-
Notifications
You must be signed in to change notification settings - Fork 115
Description
Bug Report: Rate limiter bypassed for Observe errors - Immediate requeue (0s) causes API throttling storms
Summary
When a managed resource fails during the Observe phase (e.g., AWS API throttling errors), the reconcile request is requeued with rateLimiterName="" and when=0s, completely bypassing exponential backoff.
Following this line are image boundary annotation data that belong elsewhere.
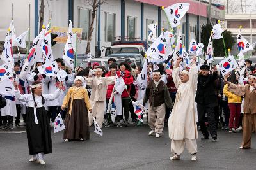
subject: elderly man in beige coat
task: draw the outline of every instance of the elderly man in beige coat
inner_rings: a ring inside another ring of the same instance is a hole
[[[106,110],[107,88],[108,85],[115,83],[115,77],[101,77],[102,69],[97,67],[94,70],[95,77],[84,78],[87,85],[92,87],[90,97],[92,114],[96,117],[96,121],[100,128],[102,127],[104,112]],[[89,126],[93,122],[93,117],[88,113]]]
[[[172,139],[171,152],[174,155],[170,160],[180,159],[184,145],[192,155],[191,160],[196,160],[198,137],[195,95],[196,91],[198,71],[194,57],[190,71],[183,70],[179,73],[182,59],[178,59],[173,67],[173,78],[178,89],[176,100],[172,111],[169,122],[169,137]]]

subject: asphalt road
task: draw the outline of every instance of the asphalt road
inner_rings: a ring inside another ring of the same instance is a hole
[[[147,125],[104,128],[103,137],[93,130],[86,141],[65,142],[63,132],[52,134],[53,153],[45,155],[45,165],[29,162],[26,132],[0,130],[0,169],[256,169],[255,134],[252,148],[244,150],[241,133],[220,130],[217,142],[198,139],[198,160],[192,162],[186,150],[180,160],[169,160],[167,127],[159,138],[148,136]]]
This causes resources to retry every 1-3 seconds indefinitely, creating a retry storm that worsens API rate limiting.
Affected Versions
github.com/crossplane/upjetv1.5.0github.com/crossplane/crossplane-runtimev1.17.0sigs.k8s.io/controller-runtimev0.18.2- Provider:
xpkg.upbound.io/upbound/provider-aws-rds:v1.21.0
Expected Behavior
When a resource fails during Observe (e.g., "Throttling: Rate exceeded"), it should use exponential backoff before retrying:
- 1s → 2s → 4s → 8s → 16s → 32s → 60s (max)
Actual Behavior
Failed resources are requeued immediately with when=0s, causing:
- Same resource retries every 1-3 seconds
- Exponential growth in API calls
- Worsening of rate limiting conditions
- Eventually all resources in the provider hit throttling
Evidence from Logs
1. Error occurs during Observe
{
"level": "debug",
"ts": "2025-01-28T20:34:29Z",
"msg": "Cannot observe external resource",
"error": "cannot run refresh: refresh failed: Instance: i]Error: reading RDS DB Instance (edu-202601270991-stg-grm5p-9rt7g): operation error RDS: DescribeDBInstances, https response error StatusCode: 400, RequestID: xxx, api error Throttling: Rate exceeded"
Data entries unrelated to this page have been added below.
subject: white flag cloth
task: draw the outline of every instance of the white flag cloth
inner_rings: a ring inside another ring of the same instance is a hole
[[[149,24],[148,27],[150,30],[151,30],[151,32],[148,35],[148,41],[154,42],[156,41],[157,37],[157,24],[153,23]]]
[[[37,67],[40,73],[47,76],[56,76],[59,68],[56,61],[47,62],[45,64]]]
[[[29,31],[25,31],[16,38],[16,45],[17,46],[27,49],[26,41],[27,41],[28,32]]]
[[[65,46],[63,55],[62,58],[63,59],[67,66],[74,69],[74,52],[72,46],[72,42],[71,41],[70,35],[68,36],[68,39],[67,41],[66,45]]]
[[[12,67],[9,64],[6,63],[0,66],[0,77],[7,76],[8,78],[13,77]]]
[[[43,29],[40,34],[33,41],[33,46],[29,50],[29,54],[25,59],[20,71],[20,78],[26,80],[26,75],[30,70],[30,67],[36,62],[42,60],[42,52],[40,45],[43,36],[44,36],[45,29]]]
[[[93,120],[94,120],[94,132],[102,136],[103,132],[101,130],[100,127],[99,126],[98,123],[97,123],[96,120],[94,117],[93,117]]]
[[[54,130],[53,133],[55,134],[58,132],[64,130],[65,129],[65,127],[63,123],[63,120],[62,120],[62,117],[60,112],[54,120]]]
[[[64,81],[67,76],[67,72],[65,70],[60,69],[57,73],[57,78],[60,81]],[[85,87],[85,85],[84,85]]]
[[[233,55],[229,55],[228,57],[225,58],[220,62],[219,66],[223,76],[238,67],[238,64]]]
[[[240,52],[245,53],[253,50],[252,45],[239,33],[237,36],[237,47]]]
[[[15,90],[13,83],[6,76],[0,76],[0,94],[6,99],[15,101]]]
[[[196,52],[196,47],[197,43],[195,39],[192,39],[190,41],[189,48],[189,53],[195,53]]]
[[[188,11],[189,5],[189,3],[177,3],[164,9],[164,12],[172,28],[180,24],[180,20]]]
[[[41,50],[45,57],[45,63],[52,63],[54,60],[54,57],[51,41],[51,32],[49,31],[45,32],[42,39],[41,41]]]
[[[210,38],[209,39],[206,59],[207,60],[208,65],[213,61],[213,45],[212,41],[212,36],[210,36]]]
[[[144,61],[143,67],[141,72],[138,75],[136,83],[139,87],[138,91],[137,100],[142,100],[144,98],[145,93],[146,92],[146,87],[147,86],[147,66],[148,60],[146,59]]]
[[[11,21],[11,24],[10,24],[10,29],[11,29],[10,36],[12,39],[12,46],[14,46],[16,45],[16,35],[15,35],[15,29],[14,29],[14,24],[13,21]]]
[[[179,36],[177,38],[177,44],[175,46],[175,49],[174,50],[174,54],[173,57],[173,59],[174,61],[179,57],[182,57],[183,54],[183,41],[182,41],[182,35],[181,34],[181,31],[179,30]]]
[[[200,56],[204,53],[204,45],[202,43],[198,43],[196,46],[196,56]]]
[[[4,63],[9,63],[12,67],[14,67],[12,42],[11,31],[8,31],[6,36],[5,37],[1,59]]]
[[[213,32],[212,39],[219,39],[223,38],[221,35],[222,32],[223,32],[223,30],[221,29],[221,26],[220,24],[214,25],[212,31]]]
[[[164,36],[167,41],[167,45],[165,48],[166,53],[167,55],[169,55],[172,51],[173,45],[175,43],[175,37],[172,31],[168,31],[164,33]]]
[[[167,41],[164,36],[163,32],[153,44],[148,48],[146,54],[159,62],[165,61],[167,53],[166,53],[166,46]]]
}2. Immediate requeue with NO rate limiter
{
"level": "debug",
"ts": "2025-01-28T20:34:29Z",
"msg": "Reconcile request has been requeued.",
"rateLimiterName": "",
"when": "0s"
}3. Pattern repeats every 1-3 seconds for the SAME resource
2025-01-28T20:34:29Z "Reconcile request has been requeued." "rateLimiterName": "", "when": "0s"
2025-01-28T20:34:30Z "Reconcile request has been requeued." "rateLimiterName": "", "when": "0s"
2025-01-28T20:34:33Z "Reconcile request has been requeued." "rateLimiterName": "", "when": "0s"
2025-01-28T20:34:36Z "Reconcile request has been requeued." "rateLimiterName": "", "when": "0s"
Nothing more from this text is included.